Specific cancer sites associated with different dietary factors are also mentioned in the ACS guidelines, such as cancers of the breast, colorectum, endometrium, and other organs. Tumourigenic properties of excess phosphate is an overlooked dietary factor that may be involved in many of these specific cancers, and more research is needed to investigate the effects of excess phosphate by specific cancer site. In addition, many specific food items such as full-fat meats, dairy, and eggs have high levels of animal protein and phosphorus in addition to high levels of fat and cholesterol, thus increasing the associated risk of both cardiovascular disease and cancer in investigations that include these foods. Nevertheless, the overall dietary pattern, not any particular food, could be the determining factor in the inverse association between atherogenic and tumourigenic diets.
Table 155 shows the low phosphorus content of selected fruit and vegetables compared to grains, legumes, and animal-based foods.55 A recent meta-analysis of 95 studies found that intake of fruit and vegetables was associated with significant reductions in cardiovascular disease and cancer.56 The researchers observed dose-response reductions in diseases associated with daily combined fresh fruit and vegetable intakes of up to 800 g for cardiovascular disease and 600 g for cancer.
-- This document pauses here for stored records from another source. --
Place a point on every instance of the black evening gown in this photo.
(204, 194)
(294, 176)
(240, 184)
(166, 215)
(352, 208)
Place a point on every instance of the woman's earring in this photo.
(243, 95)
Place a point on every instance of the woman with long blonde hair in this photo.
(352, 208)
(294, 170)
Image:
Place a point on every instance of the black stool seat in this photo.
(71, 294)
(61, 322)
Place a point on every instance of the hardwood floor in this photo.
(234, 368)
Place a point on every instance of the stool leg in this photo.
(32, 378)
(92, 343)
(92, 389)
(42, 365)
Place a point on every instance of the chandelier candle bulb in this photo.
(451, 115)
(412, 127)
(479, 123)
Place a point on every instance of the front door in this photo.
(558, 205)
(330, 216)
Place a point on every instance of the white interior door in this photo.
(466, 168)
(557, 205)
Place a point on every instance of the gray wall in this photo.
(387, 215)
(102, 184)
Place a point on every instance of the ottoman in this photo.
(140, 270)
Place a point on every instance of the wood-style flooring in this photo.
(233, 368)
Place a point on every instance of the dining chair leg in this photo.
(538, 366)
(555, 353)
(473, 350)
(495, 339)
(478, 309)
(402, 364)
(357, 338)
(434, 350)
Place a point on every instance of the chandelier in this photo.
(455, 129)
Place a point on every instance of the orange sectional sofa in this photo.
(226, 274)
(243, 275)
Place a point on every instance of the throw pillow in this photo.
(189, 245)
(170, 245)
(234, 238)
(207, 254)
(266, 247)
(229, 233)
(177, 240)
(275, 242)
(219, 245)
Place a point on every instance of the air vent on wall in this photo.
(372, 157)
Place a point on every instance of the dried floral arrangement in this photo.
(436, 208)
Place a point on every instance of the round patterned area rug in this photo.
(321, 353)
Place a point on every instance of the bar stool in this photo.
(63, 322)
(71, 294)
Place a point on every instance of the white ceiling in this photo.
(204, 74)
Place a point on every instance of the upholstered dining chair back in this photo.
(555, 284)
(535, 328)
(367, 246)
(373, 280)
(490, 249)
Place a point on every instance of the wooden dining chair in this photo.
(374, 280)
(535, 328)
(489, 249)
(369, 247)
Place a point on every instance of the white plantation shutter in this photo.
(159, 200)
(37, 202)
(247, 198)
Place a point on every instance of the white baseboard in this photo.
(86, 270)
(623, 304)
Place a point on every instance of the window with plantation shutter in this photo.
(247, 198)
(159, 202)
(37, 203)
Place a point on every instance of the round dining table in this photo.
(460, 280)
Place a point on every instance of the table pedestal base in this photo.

This amount of fruit and vegetables is double the 400 g currently recommended by the World Health Organization (WHO)57 and the World Cancer Research Fund (WCRF).58
Plant-based dietary fats, like olive oil in the Mediterranean diet, have also been associated with lower cancer and atherosclerosis risk.59 Of relevance, oils obtained from plant-based foods are generally stripped of the mineral content found in whole foods, so these oils often contain little or no phosphorus. In addition, cholesterol is lacking in plant-based foods, providing little chance for the formation of cholesterol oxidation products in plant-based oils. Whole foods such as nuts, seeds, coconuts, and avocados contain moderate to high amounts of phosphorus. But because these plant-based foods are also high in fat and calories, their overall phosphorus caloric density, or phosphorus per calorie, is relatively low, especially compared to the very high phosphorus caloric density of lean flesh foods, nonfat dairy, legumes, and grain products.
CONCLUSION
This article proposes a novel hypothesis suggesting that the answer to the nearly century-old riddle of an inverse relationship between atherosclerosis and cancer may be explained by inverse proportions of phosphate and oxysterols in atherogenic and tumourigenic dietary patterns. Furthermore, evidence linking reduced associated risks for cancer and cardiovascular disease with plant-based dietary patterns, especially diets abundant in fruits and vegetables with moderate amounts of plant-based fats, infers that a substantial change in current dietary patterns of developed nations is necessary for the future prevention of cardiovascular disease and cancer.